By SAUL ELBEIN / New York Times
PARIS, Tex. — The Canadian energy company TransCanada can take over land owned by a Texas farmer to build its Keystone XL pipeline, a county judge ruled on Wednesday night. In a 15-word ruling sent from his iPhone, Judge Bill Harris of Lamar County Court at Law upheld TransCanada’s condemnation of a 50-foot strip of land across Julia Trigg Crawford’s pasture here. The pipeline is being built to carry oil to Texas refineries from Canada.
Ms. Crawford plans to appeal the ruling. “We may have lost this one battle here in Paris, Texas, but we are far from done,” she said in a statement. “I will continue to proudly stand up for my own personal rights, the property rights of my family, and those of other Texans fighting to protect their land.”
The case has shed light on a loophole in Texas’s oil and gas regulation — one that critics say has given pipeline companies carte blanche to seize private land. Activists across the political spectrum have rallied behind Ms. Crawford’s cause, from conservative rural landowners and Tea Party organizations to environmental groups.
At issue was whether TransCanada is a common carrier — a company with pipeline open to any oil company willing to pay published rates. In Texas, a common carrier has the power to condemn land with little oversight.
The problem, Ms. Crawford’s supporters say, is that to earn the designation, an oil company need only claim the status itself on a one-page form submitted to the Texas Railroad Commission, which regulates pipelines.
That process has already been challenged successfully in the State Supreme Court. “No notice is given to affected parties,” Justice Don R. Willett wrote in that case, Texas Rice Land Partners v. Denbury Green. “No hearing is held, no evidence is presented, no investigation is conducted.”
In the Denbury case, the court unanimously refused the pipeline company’s condemnation claim. “Private property is constitutionally protected,” Justice Willett wrote, “and a private enterprise cannot acquire condemnation power merely by checking boxes on a one-page form.”
The court recommended a set of uniform standards for common carriers, and a body to enforce it.
But because no such body exists, Ms. Crawford’s case ended up in Judge Harris’s small courtroom. The arguments were technical. TransCanada argued that it derived its power of eminent domain from the Railroad Commission. Wendi Hammond, Ms. Crawford’s lawyer, asserted that based on a 2008 letter, the Railroad Commission said TransCanada’s operations “appear to be interstate and thereby under federal control.”

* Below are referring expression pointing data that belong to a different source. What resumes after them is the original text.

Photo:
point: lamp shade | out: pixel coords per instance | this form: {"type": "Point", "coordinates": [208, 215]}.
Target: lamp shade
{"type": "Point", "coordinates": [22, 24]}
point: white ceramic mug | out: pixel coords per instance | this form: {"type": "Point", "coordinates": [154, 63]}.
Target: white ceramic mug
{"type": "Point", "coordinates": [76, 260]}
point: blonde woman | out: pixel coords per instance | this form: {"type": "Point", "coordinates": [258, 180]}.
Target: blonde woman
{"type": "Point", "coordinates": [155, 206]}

“When our own state agency says they don’t have jurisdiction,” Ms. Hammond said, “and a statute requires that a pipeline be subject to the agency’s jurisdiction, the court should be ruling in favor of the citizen and denying the corporation’s request.”
TransCanada welcomed the judge’s decision. “This ruling reaffirms that TransCanada has — and continues — to follow all state and federal laws and regulations as we move forward with the construction of the Gulf Coast Project,” said Grady Semmens, a TransCanada spokesman.In court, Ms. Hammond’s argument seemed to exasperate a TransCanada lawyer, James Freeman. He argued that under Ms. Hammond’s interpretation, “you wouldn’t be able to move interstate oil in Texas pipelines at all.”
Ms. Hammond disagreed. “We’re saying TransCanada is welcome to carry whatever they want,” she said. “They just can’t seize Ms. Crawford’s land to do it.”
Ms. Hammond was new to the case, having represented Ms. Crawford for just 11 days. Previously, Ms. Crawford’s counsel had argued that TransCanada could not be a common carrier because it carried diluted bitumen, not crude oil, because the Keystone pipeline had not yet been granted a federal permit, and because the pipeline company had not negotiated in good faith, among other things.
“That’s how this case has been all along,” Mr. Freeman said. Opposing counsel “makes these claims that have no basis in law or fact, and then by the time I get around to answering it, the argument has changed.”
Packing the courtroom were around 50 supporters of Ms. Crawford. To some, the case showed why regulatory reform was needed.
Debra Medina, a Republican former candidate for governor, said she drove seven hours to be at the hearing.
“This is a clear example of where we have a problem in our law,” Ms. Medina said, “where companies who have not proven that they are a common carrier are allowed to take property using eminent-domain — before they ever demonstrate that they meet the criteria for that use.”
I do agree with all of the ideas you’ve offered to your post. They’re really convincing and can certainly work.